Engage with stakeholders, business analysts, and project teams to understand data requirements.
Work across multiple business domains, including Customer Service, Finance, Sales, and Marketing.
Design, develop, and deploy predictive models and machine learning algorithms to address business challenges.
Explore, visualize, and prepare diverse datasets for analysis and problem-solving.
Build machine learning and statistical models, including generative AI solutions.
Apply Natural Language Processing (NLP) techniques to extract insights from text data.
Design database models and aggregate data as needed for modeling.
Create visualizations and build dashboards in Tableau and/or PowerBI.
Extract and present business insights using data storytelling techniques.
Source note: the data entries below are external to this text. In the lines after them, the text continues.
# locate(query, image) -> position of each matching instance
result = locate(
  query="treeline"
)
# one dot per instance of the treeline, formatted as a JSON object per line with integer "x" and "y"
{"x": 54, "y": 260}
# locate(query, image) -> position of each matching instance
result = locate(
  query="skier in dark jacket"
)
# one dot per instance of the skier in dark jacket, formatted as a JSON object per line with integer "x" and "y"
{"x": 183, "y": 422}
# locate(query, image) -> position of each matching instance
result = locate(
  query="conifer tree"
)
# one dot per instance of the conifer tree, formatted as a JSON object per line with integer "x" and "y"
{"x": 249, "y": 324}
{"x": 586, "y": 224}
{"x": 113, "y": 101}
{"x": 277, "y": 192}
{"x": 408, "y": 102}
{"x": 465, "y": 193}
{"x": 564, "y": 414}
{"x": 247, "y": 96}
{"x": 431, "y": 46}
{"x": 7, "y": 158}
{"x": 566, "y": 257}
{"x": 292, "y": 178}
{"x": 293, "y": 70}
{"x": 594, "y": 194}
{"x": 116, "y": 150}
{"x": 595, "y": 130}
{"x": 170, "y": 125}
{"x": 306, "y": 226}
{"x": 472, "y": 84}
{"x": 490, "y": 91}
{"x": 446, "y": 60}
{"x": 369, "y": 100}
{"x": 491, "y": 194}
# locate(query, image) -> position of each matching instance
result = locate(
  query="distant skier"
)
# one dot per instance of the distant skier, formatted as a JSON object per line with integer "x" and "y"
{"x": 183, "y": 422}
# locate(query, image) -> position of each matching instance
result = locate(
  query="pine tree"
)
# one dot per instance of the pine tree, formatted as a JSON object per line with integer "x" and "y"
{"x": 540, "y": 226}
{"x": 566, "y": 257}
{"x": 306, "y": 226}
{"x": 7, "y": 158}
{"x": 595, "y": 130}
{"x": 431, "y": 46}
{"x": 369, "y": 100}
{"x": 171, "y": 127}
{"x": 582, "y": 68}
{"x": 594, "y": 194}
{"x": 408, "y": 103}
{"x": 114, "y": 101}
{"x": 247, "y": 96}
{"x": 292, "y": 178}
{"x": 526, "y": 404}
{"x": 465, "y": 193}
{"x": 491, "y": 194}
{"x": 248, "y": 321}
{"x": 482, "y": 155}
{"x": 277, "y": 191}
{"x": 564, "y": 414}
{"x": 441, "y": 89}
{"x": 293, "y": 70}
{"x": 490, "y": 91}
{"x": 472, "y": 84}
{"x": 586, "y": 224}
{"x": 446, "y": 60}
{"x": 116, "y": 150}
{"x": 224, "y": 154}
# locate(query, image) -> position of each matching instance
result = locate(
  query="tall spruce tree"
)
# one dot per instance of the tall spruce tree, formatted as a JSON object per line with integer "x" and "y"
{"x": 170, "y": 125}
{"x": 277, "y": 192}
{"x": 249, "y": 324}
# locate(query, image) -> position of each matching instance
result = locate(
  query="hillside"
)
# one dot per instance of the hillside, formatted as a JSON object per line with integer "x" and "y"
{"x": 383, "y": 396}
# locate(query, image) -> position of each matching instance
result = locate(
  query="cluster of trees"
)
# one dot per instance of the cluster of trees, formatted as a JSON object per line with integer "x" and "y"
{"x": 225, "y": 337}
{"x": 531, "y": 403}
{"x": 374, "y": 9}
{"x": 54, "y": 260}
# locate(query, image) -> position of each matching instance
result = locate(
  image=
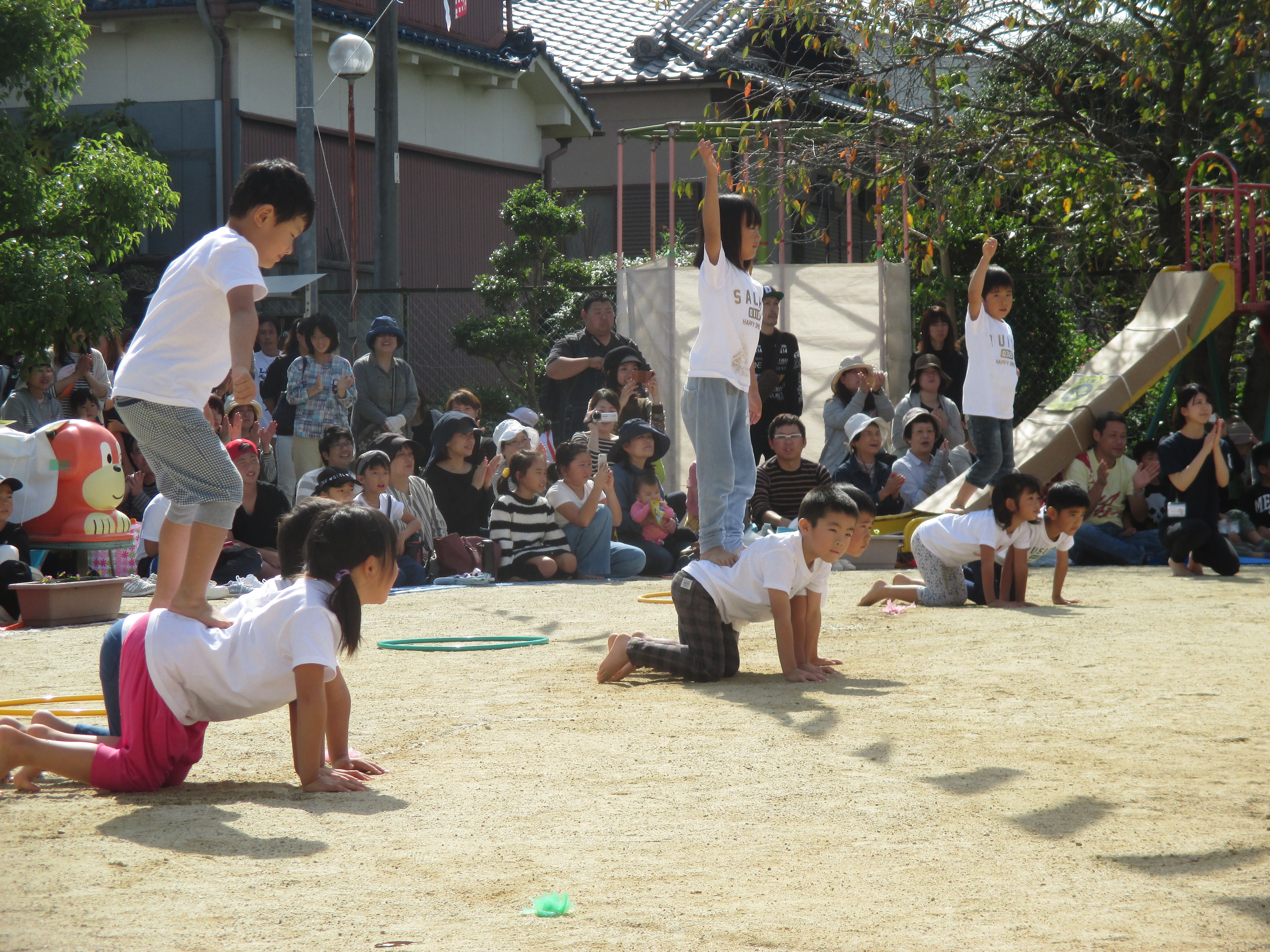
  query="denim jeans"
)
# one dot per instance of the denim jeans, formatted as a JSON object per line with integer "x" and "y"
{"x": 598, "y": 554}
{"x": 1104, "y": 544}
{"x": 717, "y": 417}
{"x": 995, "y": 443}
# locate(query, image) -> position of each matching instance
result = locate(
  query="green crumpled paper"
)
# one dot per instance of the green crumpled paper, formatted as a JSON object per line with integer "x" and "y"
{"x": 550, "y": 905}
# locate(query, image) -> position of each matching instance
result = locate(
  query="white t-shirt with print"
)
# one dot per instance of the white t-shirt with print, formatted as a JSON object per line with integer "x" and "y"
{"x": 223, "y": 675}
{"x": 1035, "y": 539}
{"x": 771, "y": 563}
{"x": 561, "y": 493}
{"x": 182, "y": 348}
{"x": 732, "y": 313}
{"x": 956, "y": 540}
{"x": 991, "y": 375}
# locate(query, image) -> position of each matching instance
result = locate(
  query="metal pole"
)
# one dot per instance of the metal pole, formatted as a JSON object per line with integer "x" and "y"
{"x": 621, "y": 141}
{"x": 652, "y": 199}
{"x": 672, "y": 128}
{"x": 306, "y": 245}
{"x": 388, "y": 159}
{"x": 352, "y": 216}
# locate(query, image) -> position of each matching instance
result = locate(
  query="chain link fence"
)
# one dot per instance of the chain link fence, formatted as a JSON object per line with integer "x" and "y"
{"x": 425, "y": 314}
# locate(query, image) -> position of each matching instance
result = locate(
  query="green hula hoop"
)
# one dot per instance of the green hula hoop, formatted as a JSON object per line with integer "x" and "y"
{"x": 475, "y": 643}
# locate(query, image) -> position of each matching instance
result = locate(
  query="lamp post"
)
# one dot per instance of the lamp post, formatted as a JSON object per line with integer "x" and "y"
{"x": 351, "y": 58}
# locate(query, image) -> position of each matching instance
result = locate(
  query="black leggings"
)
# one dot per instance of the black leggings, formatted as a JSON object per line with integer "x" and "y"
{"x": 1197, "y": 539}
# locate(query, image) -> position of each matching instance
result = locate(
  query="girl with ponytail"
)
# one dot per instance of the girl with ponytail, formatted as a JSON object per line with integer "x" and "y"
{"x": 177, "y": 675}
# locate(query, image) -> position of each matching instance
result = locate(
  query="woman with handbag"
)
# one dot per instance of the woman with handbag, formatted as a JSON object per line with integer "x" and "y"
{"x": 387, "y": 395}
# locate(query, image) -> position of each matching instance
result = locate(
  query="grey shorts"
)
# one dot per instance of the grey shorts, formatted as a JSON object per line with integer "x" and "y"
{"x": 192, "y": 468}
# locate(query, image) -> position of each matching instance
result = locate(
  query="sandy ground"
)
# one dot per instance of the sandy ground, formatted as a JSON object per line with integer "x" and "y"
{"x": 1071, "y": 779}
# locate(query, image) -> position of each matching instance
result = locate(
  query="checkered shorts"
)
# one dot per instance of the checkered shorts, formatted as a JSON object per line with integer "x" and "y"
{"x": 191, "y": 465}
{"x": 708, "y": 649}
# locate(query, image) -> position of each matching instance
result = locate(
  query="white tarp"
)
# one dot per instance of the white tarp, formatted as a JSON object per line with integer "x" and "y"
{"x": 832, "y": 309}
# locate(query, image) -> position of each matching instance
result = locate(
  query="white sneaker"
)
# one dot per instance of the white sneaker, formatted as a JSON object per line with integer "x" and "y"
{"x": 136, "y": 587}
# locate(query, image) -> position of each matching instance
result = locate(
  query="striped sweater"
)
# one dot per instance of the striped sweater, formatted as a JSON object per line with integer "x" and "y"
{"x": 525, "y": 529}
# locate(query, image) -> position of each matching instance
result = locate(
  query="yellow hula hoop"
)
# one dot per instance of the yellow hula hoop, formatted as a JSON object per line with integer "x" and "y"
{"x": 8, "y": 707}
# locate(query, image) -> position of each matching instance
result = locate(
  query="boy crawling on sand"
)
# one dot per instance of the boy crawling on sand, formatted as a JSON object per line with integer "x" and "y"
{"x": 782, "y": 577}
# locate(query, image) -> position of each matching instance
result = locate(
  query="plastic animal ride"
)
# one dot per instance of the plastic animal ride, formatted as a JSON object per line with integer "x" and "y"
{"x": 89, "y": 485}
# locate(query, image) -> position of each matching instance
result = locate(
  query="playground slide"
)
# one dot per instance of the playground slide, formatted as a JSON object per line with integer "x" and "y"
{"x": 1179, "y": 312}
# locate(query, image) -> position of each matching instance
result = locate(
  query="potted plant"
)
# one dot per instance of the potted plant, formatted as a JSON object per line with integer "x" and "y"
{"x": 69, "y": 600}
Analyze large and complex datasets to identify trends and generate meaningful insights.
Collaborate with product managers, engineers, and stakeholders to define requirements and deliver solutions.
Mentor and guide junior data scientists and analysts.
Clearly communicate findings and recommendations to both technical and non-technical audiences.
Stay current with the latest data science methodologies, tools, and best practices.
Promote the adoption of data science techniques and foster a data-driven culture within the organization.
Requirements
6-10 Years of experience in Machine Learning, AI, and Data Science.
A degree in a quantitative field (e.g., Computer Science, Statistics) is preferred.
Proven technical expertise and business acumen.
Proficiency in machine learning, statistical modeling, and generative AI techniques.
Advanced skills in Python, SQL & Snowflake
Experience with Tableau and/or PowerBI.
Hands-on experience with Amazon Web Services (AWS) and SageMaker.
Ability to build data pipelines using tools such as Alteryx and AWS Glue.
Experience in predictive analytics for customer retention, upsell/cross-sell, customer segmentation, recommendation engines, and building generative AI solutions (e.g., GPT, Llama).
Practical knowledge of prompt engineering and working with Large Language Models, Retrieval Augmented Generation (RAG), and AI agents.
Experience in business domains such as Customer Service, Finance, Sales, and Marketing.
Familiarity with NLP techniques, including feature extraction, word embeddings, topic modeling, sentiment analysis, classification, sequence models, and transfer learning.
Knowledge of AWS APIs for machine learning.
Strong presentation and data storytelling skills, with the ability to communicate complex results clearly at all organizational levels.